Le Clan des Otori est une saga avec du style (pour ce genre littéraire). Le Vol du Héron en est la conclusion, chronologiquement parlant, et le dénouement mis en scène est intéressant, mais le cheminement scénaristique choisi par Lian Hearn est exaspérant et le récit profondément déprimant.
La fin du récit (à l'échelle macro) est à la fois surprenante et empreinte de réalisme : l’œuvre politique des personnages principaux n'est pas totalement anéantie mais le puissant Saga acquiert les Trois Pays, ce qui était inéluctable malgré ses défaites successives, et Shigeko l'épouse bien qu'on nous ait fait miroiter un "mariage d'amour". Ce dénouement est logique mais il faut du courage pour briser les rêves des lecteurs, habitués dans ce genre littéraire à ce que la fantaisie l'emporte.
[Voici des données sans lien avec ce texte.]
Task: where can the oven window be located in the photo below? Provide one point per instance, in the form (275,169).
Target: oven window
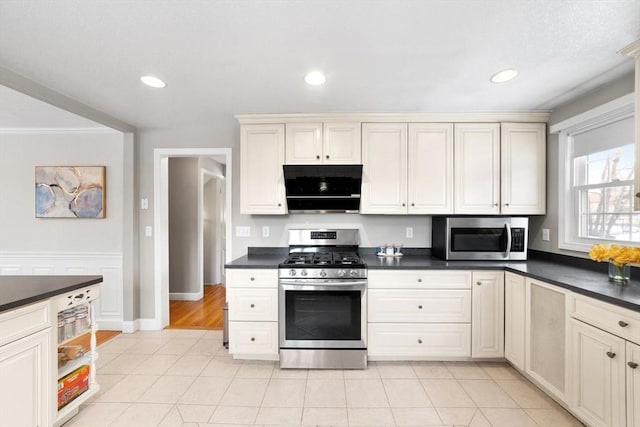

Le premier problème c'est la "voie du Houhou", philosophie yin-yang à deux balles qui parsème le récit et est censée le gouverner. Le réalisme s'en trouve nettement dégradé. Attention, il ne s'agit pas là de critiquer les "pouvoirs magiques" des protagonistes (même si la chasse aux chiens laisse carrément incrédule, "ralentir les flèches sans réduire leur énergie", really ? jamais entendu parler de E=mv²/2 apparemment...), mais plutôt l'idée que les événements suivent une logique surnaturelle : l'échec de la mission diplomatique de Takeo serait dû à l'éclatement de l'équilibre mâle/femelle...
L'évolution des personnages est le second problème. Si certains de leurs comportements surprenants sont justifiés (la façon dont Kaede considère les jumelles par exemple), d'autres sont complètement absurdes. La faiblesse extrême de Takeo par exemple qui laisse les Araï et les Kikuta comploter, mettant en danger mortel sa famille et la paix qu'il a installé dans les Trois Pays et donc leurs habitants. Il semblait avoir compris certaines choses à la fin de la Clarté de la Lune sur le monopole de la violence par l'état et la violence légitime, la raison d'état, tout ça. Quelle déception... Il n'exploite même pas les assassins de la Tribu, c'est à se demander comment la paix a pu durer si longtemps. La rage de Kaede n'a pas plus de sens : elle est triste de la perte de son enfant et en colère contre Takeo qui l'a trahie, mais ça ne justifie pas qu'elle foule aux pieds ce qu'elle avait construit politiquement avec lui, leur gouvernance des Trois Pays. A moins qu'elle n'ait jamais eu à cœur d'être une bonne dirigeante, ce qui est tout à fait possible, mais dans ce cas un des deux personnages principaux est une vaine idiote.
On a donc une fin triste mais réaliste, ce qui est une bonne chose tout en étant assez blasant en soi. Mais servie par des personnages au comportement suicidaire absurde, elle en devient complètement frustrante et déprimante, ou agaçante. On ne se dit pas forcément "ainsi va la vie, tout ce qui a un commencement a une fin, memento mori" mais plutôt "ainsi va la vie pour les faibles et les imbéciles", morale bien moins intéressante.
Après si le l'objectif est d'illustrer les méfaits du sentimentalisme dans la conduite d'un état, il est atteint.